In Re Pierson

447 B.R. 840, 65 Collier Bankr. Cas. 2d 1231, 2011 Bankr. LEXIS 1291, 2011 WL 1500362
CourtUnited States Bankruptcy Court, N.D. Ohio
DecidedMarch 25, 2011
Docket19-30384
StatusPublished
Cited by1 cases

This text of 447 B.R. 840 (In Re Pierson) is published on Counsel Stack Legal Research, covering United States Bankruptcy Court, N.D. Ohio primary law. Counsel Stack provides free access to over 12 million legal documents including statutes, case law, regulations, and constitutions.

Bluebook
In Re Pierson, 447 B.R. 840, 65 Collier Bankr. Cas. 2d 1231, 2011 Bankr. LEXIS 1291, 2011 WL 1500362 (Ohio 2011).

Opinion

DECISION AND ORDER

RICHARD L. SPEER, Bankruptcy Judge.

This cause comes before the Court after an Evidentiary Hearing on the Debtors’ Objection to the Claim of Structured Investments Company, Claim No. 28. At the conclusion of the Hearing, the Court took the matter under advisement so as to afford the opportunity to further consider the evidence and arguments presented by the Parties. The Court has now had this opportunity, and for the reasons now explained, finds that the Debtors’ Objection is Overruled as provided herein.

*844 FACTS

The Debtor, Stephen Pierson, is entitled to receive a military pension for the remainder of his life. The pension benefits are received on a monthly basis. In the year 2000, the Debtor answered an advertisement placed by the Claimant, Structured Investments Company, LLC. In the advertisement, Structured Investments offered individuals, such as Mr. Pierson, the opportunity to exchange their military pension benefits for a lump-sum payment.

On November 24, 2000, Mr. Pierson and Structured Investments executed an agreement, entitled “Annuity Utilization Agreement.” In this Agreement it was set forth, in bold, that “This contract is not a loan.” It was also provided that the law of California would govern all aspects of the Parties’ Agreement.

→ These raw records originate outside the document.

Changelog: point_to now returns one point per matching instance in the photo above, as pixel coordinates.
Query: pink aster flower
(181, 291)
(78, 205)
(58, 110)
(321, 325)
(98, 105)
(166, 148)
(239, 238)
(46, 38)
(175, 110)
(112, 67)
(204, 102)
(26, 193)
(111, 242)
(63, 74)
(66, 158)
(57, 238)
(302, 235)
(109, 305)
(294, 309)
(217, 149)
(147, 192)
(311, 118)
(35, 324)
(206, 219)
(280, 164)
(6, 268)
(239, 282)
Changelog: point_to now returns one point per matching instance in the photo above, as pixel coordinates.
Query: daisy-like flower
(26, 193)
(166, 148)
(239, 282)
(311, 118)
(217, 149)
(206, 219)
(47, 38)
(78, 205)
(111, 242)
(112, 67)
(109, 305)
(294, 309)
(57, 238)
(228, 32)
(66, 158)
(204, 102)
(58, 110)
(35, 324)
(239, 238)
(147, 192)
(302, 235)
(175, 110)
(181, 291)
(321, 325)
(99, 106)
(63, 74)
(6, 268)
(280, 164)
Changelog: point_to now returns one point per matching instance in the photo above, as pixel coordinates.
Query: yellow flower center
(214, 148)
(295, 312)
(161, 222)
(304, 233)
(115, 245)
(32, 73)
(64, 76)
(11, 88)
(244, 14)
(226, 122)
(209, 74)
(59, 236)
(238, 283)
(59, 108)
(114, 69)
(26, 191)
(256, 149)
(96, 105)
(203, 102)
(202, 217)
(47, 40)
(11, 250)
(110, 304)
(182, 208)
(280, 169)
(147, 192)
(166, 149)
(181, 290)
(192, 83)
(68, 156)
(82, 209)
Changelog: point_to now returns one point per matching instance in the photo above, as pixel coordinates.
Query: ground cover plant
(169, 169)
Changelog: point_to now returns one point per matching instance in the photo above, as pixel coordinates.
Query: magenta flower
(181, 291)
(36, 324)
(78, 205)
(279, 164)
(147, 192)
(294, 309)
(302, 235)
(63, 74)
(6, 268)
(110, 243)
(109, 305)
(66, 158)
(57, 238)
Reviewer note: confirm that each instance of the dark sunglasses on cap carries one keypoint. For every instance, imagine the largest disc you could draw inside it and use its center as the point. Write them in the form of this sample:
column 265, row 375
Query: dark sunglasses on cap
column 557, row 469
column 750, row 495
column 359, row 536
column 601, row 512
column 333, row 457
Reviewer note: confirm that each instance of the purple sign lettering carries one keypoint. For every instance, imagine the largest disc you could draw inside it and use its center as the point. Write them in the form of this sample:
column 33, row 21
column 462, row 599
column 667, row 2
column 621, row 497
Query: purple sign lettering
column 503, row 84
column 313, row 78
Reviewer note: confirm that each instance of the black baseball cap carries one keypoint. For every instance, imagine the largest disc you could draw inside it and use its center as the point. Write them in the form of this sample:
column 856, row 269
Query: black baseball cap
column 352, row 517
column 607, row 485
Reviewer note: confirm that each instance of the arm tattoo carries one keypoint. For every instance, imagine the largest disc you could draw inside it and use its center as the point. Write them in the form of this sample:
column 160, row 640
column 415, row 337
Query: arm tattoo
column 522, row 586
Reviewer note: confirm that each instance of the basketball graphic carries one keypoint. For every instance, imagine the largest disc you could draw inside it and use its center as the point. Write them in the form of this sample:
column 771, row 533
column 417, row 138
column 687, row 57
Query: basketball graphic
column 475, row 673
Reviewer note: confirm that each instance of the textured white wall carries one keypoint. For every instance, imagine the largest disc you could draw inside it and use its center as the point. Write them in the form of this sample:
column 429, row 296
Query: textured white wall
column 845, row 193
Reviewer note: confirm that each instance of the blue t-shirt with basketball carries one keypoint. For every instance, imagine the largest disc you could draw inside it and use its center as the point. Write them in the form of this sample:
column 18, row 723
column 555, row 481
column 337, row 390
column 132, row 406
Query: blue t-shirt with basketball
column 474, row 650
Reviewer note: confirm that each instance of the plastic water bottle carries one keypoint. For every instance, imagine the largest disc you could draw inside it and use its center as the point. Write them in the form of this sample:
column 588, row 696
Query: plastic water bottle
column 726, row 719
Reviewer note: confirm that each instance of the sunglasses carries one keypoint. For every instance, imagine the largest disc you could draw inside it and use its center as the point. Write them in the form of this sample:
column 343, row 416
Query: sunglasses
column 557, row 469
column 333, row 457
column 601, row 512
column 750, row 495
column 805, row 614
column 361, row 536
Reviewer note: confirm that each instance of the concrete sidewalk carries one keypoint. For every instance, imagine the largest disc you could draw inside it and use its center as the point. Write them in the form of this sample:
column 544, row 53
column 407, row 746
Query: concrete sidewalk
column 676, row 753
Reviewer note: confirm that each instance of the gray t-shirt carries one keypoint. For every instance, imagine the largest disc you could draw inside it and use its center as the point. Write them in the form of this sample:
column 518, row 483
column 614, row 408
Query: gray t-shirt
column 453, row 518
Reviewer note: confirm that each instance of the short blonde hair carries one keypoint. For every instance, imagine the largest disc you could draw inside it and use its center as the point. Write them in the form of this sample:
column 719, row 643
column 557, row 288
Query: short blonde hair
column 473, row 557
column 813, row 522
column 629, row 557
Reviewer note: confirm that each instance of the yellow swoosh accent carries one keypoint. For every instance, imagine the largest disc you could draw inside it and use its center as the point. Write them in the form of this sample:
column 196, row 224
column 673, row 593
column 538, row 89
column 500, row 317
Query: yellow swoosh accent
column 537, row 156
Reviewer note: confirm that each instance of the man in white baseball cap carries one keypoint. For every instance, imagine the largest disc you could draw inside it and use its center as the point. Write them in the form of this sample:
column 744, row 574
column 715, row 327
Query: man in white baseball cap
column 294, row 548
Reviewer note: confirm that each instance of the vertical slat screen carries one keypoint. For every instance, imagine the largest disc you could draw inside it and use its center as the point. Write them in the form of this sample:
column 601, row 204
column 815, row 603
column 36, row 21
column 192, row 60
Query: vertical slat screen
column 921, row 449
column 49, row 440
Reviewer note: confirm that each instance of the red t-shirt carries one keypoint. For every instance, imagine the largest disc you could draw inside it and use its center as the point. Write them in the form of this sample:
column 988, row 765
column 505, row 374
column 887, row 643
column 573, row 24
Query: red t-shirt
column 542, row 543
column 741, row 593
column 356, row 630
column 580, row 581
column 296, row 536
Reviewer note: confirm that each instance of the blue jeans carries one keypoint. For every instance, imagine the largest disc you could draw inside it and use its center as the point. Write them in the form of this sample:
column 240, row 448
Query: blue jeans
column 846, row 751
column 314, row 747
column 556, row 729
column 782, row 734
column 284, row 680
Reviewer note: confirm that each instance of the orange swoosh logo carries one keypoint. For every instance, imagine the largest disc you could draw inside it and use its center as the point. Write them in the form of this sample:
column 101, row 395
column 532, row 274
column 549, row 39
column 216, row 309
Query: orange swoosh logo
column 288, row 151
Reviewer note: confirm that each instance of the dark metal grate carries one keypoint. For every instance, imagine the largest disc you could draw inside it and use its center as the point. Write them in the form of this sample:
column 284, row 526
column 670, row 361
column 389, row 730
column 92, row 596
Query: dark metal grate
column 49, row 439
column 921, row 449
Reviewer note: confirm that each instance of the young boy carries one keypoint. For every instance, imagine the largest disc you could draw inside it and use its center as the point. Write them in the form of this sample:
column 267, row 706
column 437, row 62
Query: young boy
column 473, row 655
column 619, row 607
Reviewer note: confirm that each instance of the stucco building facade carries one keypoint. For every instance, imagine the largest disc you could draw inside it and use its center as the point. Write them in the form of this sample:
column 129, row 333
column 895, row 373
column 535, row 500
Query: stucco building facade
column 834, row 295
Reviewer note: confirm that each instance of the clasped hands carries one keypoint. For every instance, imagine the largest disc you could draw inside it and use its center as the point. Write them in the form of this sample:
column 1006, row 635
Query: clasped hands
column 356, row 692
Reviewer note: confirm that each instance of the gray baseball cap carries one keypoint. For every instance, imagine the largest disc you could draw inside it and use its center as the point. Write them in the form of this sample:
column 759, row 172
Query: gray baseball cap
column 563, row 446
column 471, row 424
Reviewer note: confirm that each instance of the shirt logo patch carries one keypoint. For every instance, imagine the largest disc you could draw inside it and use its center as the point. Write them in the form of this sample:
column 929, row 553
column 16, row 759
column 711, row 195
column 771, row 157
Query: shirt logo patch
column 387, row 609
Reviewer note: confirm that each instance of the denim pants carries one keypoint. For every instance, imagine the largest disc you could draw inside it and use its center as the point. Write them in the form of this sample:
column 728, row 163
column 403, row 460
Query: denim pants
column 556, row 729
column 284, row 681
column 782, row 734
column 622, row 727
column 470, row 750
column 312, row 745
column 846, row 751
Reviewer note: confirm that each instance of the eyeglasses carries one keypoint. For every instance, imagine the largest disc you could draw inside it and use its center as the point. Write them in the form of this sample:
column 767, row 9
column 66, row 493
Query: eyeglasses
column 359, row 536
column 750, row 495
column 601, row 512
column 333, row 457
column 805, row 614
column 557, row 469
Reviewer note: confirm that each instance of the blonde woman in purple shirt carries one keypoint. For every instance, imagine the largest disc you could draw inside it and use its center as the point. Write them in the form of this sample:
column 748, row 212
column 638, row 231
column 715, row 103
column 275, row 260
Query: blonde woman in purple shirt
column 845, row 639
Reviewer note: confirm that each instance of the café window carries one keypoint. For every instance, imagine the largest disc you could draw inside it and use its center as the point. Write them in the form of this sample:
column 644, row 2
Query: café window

Under their Agreement, Mr. Pierson agreed that he would pay Structured Investments the monthly sum of $849.00, the source of which was his monthly military pension. These payments would be made for 96 months, or 120 months if there was a default. In exchange, the Debtor received a lump-sum distribution from Structured Settlements in the amount $28,810.00. The Agreement provided that the Debtor intended to use the lump-sum distribution for the following purpose: “home improvements & debt consolidation.”

The Parties later made two addenda to their Agreement. The first was made on April 6, 2005, and was based upon Mr. Pierson receiving an additional distribution of $15,156.00. In exchange, Mr. Pierson’s monthly payment, as paid from his military pension, was increased to $966.78 per month. The Agreement’s maturity date was also extended.

On June 21, 2007, a second addendum was made to the Parties’ Agreement under which Mr. Pierson received a third distribution of $9,344.91. In exchange for this distribution, Mr. Pierson agreed to pay from his military pension the sum of $1,032.09 per month. In both of the ad-dendums, it was provided that the terms of the Parties’ original agreement remained in effect.

In order to effectuate their transaction, the Parties’ Agreement provided that Mr. Pierson would establish a deposit account, and that he would cause his military pension to be placed into the account. The Agreement then set forth that Structured Investments was granted a security interest in any deposit account used by Mr. Pierson to maintain his military pension. Thereafter, consistent with their Agreement, Mr. Pierson’s military pension was electronically transferred to a deposit account maintained in Mr. Pierson’s name; once the funds were on deposit, Structured Investments caused a debit of the account in the amount contractually due under the Parties’ Agreement.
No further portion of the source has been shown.